The school is retroactively inflating its grades, tacking on 0.333 to every grade recorded in the last few years. The goal is to make its students look more attractive in a competitive job market.
In the last two years, at least 10 law schools have deliberately changed their grading systems to make them more lenient. These include law schools like New York University and Georgetown, as well as Golden Gate University and Tulane University, which just announced the change this month.
The relationship between students and schools has always been interesting. Students (their parents, usually) paid the bills, but the schools more or less terrorized the students. How did that happen? It was possible only as long as the demand for graduates was strong. Now that demand has weakened, in law as in other industries, the relationship is changing in ways that are not too subtle.
Glenn Reynolds has written about the “education bubble,” perhaps the next to burst. The “costs” of education have risen exponentially over the years, while the real costs of running a school–lumber, natural gas, telecom services, whatever–have risen more modestly. The bubble, seemingly, has now burst. Glenn wrote a day or two ago that he wouldn’t recommend that a college graduate go in debt to attend any law school other than an elite few–Harvard, Yale and Stanford.
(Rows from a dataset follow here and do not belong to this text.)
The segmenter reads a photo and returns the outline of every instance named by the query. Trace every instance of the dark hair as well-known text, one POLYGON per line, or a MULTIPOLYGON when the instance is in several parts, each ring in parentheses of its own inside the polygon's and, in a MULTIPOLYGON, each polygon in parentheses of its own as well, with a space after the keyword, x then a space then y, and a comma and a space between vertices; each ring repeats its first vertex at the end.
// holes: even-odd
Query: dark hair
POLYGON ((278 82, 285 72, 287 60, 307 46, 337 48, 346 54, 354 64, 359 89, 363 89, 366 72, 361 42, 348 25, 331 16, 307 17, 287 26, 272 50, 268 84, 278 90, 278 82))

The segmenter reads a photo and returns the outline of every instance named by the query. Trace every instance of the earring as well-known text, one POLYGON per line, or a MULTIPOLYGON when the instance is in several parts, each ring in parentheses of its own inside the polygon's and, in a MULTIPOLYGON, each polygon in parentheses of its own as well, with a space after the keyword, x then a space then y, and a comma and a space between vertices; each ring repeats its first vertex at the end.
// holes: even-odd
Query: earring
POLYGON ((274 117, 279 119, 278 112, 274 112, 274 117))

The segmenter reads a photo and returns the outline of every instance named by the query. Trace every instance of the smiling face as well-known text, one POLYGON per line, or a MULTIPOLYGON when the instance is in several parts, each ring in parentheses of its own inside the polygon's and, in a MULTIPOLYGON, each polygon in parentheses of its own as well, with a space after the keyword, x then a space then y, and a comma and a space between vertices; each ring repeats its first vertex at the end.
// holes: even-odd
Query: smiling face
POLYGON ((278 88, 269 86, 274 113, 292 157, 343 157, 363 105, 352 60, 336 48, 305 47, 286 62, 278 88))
Law schools that are worried about their economic viability have only a small number of options available. Grade inflation, which has been implemented by countless undergraduate institutions that felt the squeeze some years ago, is one of them. Will law firms and other employers be fooled? One wouldn’t think so, but in an environment of grade inflation, students at an institution that failed to go with the flow might indeed be penalized, for a while at least.
The reality is that any society–even ours–has a limited need for lawyers. I’m reminded of a cartoon in the New Yorker from several decades ago. Two people are talking at a cocktail party; one of them says to the other: “How did I know you’re a lawyer? Simple: everyone is a lawyer.” That was how things seemed to be going during the 1970s, but like all trends, this one couldn’t continue forever.